We attended the November 2014 “From Puppy to Working Dog” seminar in New Orleans, Louisiana, flying in from north Texas. The seminar was well-worth the travel in that it provided us with an entirely new, fresh approach to developing a puppy from a very young age. The seminar was professional in every way, from the information presented to the smallest details (food and beverages, downloads of what we’d learned, a group photo afterwards, a certificate of attendance, etc.).
My husband and I are relatively new to working dog training/competition, but are lifelong equestrians. In all those years, we've seen many horse trainers come and go. In over 40 years, we know only one trainer who is what we regard as a quiet, "thinking” trainer -- the kinds of trainer who genuinely enjoys the process of training/interaction with the animal and is not merely focused on the “end product.” This trainer has enough finesse to want to produce not just a top-level performer, but a top-level performer who loves it's work. He is the rare trainer who will quietly stop in the midst of trouble reaching a goal and just think -- about how tobring the animal to the goal and not push him to it.
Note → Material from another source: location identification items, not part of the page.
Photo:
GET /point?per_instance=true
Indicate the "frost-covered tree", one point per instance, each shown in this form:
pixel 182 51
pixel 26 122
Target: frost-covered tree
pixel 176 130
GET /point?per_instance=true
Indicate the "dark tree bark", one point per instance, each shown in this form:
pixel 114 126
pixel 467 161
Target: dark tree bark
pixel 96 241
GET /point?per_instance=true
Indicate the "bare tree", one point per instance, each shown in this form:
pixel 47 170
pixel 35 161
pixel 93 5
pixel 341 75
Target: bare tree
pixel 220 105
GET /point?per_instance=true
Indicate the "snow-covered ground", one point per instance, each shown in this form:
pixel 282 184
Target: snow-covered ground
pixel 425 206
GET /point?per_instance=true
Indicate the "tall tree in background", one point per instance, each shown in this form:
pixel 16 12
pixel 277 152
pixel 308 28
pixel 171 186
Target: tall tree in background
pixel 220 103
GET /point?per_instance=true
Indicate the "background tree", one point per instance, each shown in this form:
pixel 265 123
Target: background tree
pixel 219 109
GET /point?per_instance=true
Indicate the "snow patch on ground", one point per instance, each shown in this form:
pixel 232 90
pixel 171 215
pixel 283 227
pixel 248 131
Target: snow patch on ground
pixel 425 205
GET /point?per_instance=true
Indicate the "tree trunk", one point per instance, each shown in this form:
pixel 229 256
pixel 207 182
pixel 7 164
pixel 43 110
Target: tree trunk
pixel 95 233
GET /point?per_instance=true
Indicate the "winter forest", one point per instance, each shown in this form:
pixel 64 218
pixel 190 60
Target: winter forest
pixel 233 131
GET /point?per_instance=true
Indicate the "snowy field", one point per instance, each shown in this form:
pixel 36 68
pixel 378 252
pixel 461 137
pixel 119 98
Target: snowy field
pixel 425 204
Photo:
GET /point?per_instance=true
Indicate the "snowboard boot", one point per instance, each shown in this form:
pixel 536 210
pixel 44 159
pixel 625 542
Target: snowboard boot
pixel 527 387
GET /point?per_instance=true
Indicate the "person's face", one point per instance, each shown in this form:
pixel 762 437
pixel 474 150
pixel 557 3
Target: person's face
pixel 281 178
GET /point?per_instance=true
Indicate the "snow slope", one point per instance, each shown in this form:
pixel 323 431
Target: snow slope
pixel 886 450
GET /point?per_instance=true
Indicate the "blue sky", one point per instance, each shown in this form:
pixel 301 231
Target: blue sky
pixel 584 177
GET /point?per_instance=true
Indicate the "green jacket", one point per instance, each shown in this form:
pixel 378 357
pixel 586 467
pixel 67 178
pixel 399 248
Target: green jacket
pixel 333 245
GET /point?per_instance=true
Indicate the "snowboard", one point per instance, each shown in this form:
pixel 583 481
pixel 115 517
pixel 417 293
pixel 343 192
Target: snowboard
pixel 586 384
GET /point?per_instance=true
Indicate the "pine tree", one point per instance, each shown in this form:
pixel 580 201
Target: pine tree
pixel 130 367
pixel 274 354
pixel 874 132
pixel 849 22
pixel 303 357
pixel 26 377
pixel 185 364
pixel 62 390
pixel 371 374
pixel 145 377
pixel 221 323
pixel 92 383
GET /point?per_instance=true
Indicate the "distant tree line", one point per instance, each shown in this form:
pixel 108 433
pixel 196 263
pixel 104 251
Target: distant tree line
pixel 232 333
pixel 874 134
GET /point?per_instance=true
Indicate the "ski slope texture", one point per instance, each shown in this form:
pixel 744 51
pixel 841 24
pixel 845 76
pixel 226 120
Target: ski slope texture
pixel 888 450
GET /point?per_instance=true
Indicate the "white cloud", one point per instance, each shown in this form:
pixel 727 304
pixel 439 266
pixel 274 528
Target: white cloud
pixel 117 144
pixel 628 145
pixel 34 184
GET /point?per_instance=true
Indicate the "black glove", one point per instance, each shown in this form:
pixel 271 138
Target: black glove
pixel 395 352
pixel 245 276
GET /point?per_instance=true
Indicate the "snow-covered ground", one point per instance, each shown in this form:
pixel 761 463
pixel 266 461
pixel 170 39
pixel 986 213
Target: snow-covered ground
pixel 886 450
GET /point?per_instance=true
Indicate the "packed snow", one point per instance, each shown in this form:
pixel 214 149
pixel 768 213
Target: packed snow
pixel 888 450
Dick Staal is clearly one of those rare “thinking” trainers. Since discovering and embracing the world of working dogs not all that long ago, we have already encountered too many "trainers" full of bravado and training schemes and schedules -- but who lack the finesse and inclination to stop and think their way through their training. In a world of trainers who seem to be dedicated to “their way” and who are resistant to unfamiliar approaches to training, it was a breath of fresh air to observe Dick and learn about his approach to training a precise and happy working dog.
His “start at the end” approach was so sensible and obvious, all of us at the seminar experienced that “Of course! Why didn’t I ever think of that?” moment. To be convinced of just how logical and effective Dick’s training approach is, all one must do is observe his PUPPIES during his training sessions. These very young dogs are snappy, happy participants in the lovely dance Dick has perfected.
If you are considering attending one of Dick Staal’s seminars, book that trip. You won’t regret it. We are already working to arrange our second.